Conversely, when the application stops, the logical group
communication engine leaves the logical sub-group.
Partitioned State
WADI implements a partitioned session state topology. In a cluster
all the session states are distributed across the cluster nodes and
only one node holds the state of a given session. This design
choice was made to improve scalability with respect to the size of
data to be managed by a single node. Session locations, information
required when a node requests a session that it does not hold, are
also managed by a single node. When a node fails, the session
states and session locations managed by this node are lost and WADI
is able to recreate them. Session states are lazily recreated from
replicas. Session locations are recreated by querying the cluster
and asking each member what are the sessions that they are
currently holding.
Session Creation
When an inbound request wants to create a new HttpSession, a WADI
session is created. This session is hosted by the node receiving
the inbound request. An HttpSession using under the cover the WADI
session is then created and returned. Under the cover, WADI ensures
that the session has a unique identifier cluster-wide.
Session Migration
When an inbound request wants to access an HttpSession and this
session is not hosted by the node, The node hosting the requested
session migrates it to the node receiving the request. Under the
cover, WADI ensures correct handling of concurrent session
migration requests via a locking approach and maintains its
internal book keeping of session locations following migration events.
Session Replication
When a request complete, the WADI session used under the cover of
the HttpSession is notified. The WADI session is then replicated
synchronously to one or multiple nodes. The selection of the back-
up nodes for each session is customizable via a plugin strategy.

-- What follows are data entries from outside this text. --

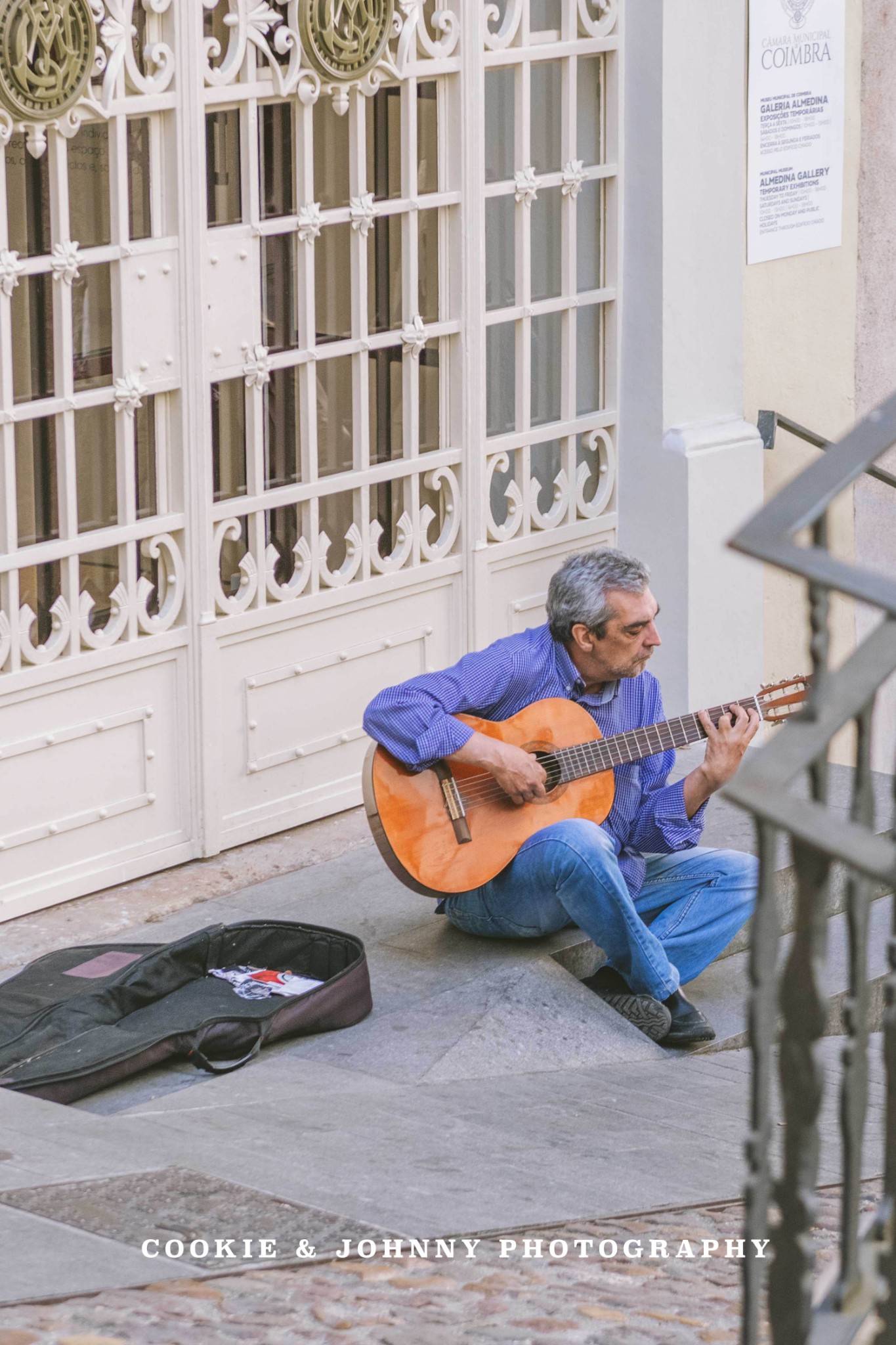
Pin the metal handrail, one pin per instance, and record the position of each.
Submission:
(820, 837)
(769, 422)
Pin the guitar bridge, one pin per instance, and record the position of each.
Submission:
(453, 805)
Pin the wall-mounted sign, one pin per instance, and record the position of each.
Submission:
(47, 51)
(343, 39)
(796, 127)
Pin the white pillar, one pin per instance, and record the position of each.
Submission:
(691, 467)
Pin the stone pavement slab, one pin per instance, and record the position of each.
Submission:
(486, 1090)
(41, 1256)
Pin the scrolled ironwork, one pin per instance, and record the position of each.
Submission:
(859, 1301)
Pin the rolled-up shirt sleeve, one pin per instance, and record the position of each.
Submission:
(416, 720)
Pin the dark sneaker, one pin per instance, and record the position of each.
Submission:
(688, 1025)
(644, 1012)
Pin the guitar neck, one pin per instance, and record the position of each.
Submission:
(603, 753)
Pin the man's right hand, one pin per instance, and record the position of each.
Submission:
(516, 771)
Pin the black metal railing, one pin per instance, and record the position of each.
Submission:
(790, 1005)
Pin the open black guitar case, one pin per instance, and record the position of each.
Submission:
(81, 1019)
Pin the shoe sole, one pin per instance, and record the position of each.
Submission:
(643, 1012)
(694, 1039)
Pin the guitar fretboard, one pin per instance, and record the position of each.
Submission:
(603, 753)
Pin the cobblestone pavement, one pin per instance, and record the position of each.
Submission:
(486, 1300)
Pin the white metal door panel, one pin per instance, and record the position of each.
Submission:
(93, 782)
(291, 368)
(299, 697)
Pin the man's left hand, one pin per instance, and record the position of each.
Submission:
(726, 745)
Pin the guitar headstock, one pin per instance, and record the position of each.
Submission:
(779, 699)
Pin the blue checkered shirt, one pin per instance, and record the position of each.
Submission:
(416, 722)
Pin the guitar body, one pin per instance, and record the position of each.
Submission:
(410, 820)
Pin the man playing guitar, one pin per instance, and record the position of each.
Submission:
(661, 907)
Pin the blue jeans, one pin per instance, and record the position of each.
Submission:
(689, 908)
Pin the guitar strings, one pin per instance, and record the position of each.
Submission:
(595, 755)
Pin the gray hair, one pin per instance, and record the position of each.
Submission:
(578, 592)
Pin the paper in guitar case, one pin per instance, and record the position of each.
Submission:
(82, 1019)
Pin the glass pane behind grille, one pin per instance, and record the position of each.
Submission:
(89, 185)
(96, 466)
(427, 137)
(223, 167)
(33, 368)
(333, 283)
(500, 378)
(545, 368)
(281, 428)
(37, 489)
(385, 393)
(39, 586)
(280, 328)
(277, 160)
(429, 265)
(430, 420)
(92, 327)
(589, 222)
(146, 458)
(385, 143)
(335, 450)
(139, 198)
(500, 252)
(499, 124)
(331, 156)
(27, 200)
(590, 110)
(385, 275)
(547, 109)
(547, 242)
(228, 437)
(98, 577)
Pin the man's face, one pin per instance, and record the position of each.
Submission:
(629, 640)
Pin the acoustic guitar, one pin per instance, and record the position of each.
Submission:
(453, 827)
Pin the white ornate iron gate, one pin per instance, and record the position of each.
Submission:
(308, 378)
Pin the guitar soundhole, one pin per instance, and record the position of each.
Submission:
(551, 768)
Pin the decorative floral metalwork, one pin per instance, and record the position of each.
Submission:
(509, 23)
(603, 475)
(164, 550)
(310, 46)
(344, 41)
(114, 627)
(414, 337)
(129, 395)
(65, 263)
(117, 33)
(233, 603)
(60, 632)
(561, 502)
(362, 211)
(309, 222)
(445, 483)
(598, 18)
(297, 583)
(572, 178)
(351, 564)
(257, 368)
(10, 271)
(527, 186)
(402, 550)
(47, 54)
(110, 50)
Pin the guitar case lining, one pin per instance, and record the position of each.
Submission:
(86, 1017)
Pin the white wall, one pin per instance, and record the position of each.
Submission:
(691, 468)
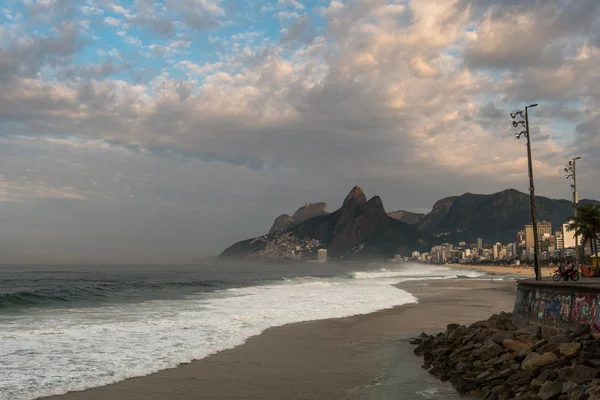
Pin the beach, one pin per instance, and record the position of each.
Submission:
(520, 271)
(360, 357)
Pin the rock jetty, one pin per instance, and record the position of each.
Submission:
(494, 360)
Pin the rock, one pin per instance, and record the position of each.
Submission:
(476, 394)
(536, 383)
(500, 389)
(560, 339)
(568, 387)
(547, 375)
(534, 361)
(308, 211)
(457, 333)
(501, 336)
(550, 390)
(515, 345)
(569, 349)
(539, 344)
(579, 374)
(532, 331)
(520, 376)
(489, 350)
(282, 223)
(483, 375)
(551, 347)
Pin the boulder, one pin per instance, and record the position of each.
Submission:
(533, 331)
(489, 350)
(569, 349)
(501, 336)
(535, 361)
(457, 333)
(551, 347)
(550, 390)
(569, 387)
(515, 345)
(579, 374)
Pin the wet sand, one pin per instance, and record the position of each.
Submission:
(517, 271)
(360, 357)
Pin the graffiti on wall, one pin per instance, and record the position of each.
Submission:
(552, 309)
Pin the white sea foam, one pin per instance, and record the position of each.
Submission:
(48, 353)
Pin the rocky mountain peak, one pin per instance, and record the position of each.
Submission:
(281, 223)
(406, 216)
(308, 211)
(355, 198)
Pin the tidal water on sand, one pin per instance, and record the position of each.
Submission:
(77, 327)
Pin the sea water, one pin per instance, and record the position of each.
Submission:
(78, 327)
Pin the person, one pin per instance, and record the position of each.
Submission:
(567, 271)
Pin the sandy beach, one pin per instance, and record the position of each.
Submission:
(525, 272)
(360, 357)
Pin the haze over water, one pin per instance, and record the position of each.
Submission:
(71, 328)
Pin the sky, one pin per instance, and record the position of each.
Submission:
(161, 131)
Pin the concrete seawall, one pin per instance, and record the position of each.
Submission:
(558, 306)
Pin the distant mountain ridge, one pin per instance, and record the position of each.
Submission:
(308, 211)
(359, 228)
(406, 216)
(492, 217)
(362, 228)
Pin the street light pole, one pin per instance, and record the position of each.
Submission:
(536, 243)
(571, 171)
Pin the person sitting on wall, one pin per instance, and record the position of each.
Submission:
(568, 270)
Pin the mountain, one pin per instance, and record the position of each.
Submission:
(495, 217)
(308, 211)
(281, 223)
(359, 228)
(406, 216)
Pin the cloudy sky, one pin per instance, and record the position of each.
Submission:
(153, 131)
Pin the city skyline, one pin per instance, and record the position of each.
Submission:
(141, 131)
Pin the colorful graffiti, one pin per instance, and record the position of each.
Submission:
(553, 309)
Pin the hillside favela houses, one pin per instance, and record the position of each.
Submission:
(554, 245)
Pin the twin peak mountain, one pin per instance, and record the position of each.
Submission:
(362, 228)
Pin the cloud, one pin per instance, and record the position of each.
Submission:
(290, 3)
(110, 21)
(408, 99)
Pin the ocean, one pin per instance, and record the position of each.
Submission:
(65, 328)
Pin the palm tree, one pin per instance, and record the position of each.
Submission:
(587, 224)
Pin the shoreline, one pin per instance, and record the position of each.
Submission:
(355, 357)
(518, 271)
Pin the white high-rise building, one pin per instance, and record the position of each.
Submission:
(322, 255)
(568, 237)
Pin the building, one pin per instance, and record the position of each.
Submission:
(529, 240)
(559, 243)
(322, 255)
(568, 237)
(544, 227)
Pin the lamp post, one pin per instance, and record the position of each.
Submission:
(525, 123)
(571, 172)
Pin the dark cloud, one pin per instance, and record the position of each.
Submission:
(298, 31)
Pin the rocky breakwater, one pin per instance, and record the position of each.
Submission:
(493, 360)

When a node fails, replicas are re-organized based on the new list
of existing members.
Fail-Over
When an inbound request wants to access an HttpSession, which was
hosted by a node which has died, the cluster is queried for a
replica of the requested session and an HttpSession is recreated if
possible.
Session Evacuation
When a Web-application stops, all the session that it holds are
evacuated to the other nodes hosting the same clustered Web-
application.
It will take me 1 to 2 weeks to test specific error scenarios and
ensure correctness; meanwhile, if anyone wants to know more of some
specific areas, then please feel free to ask.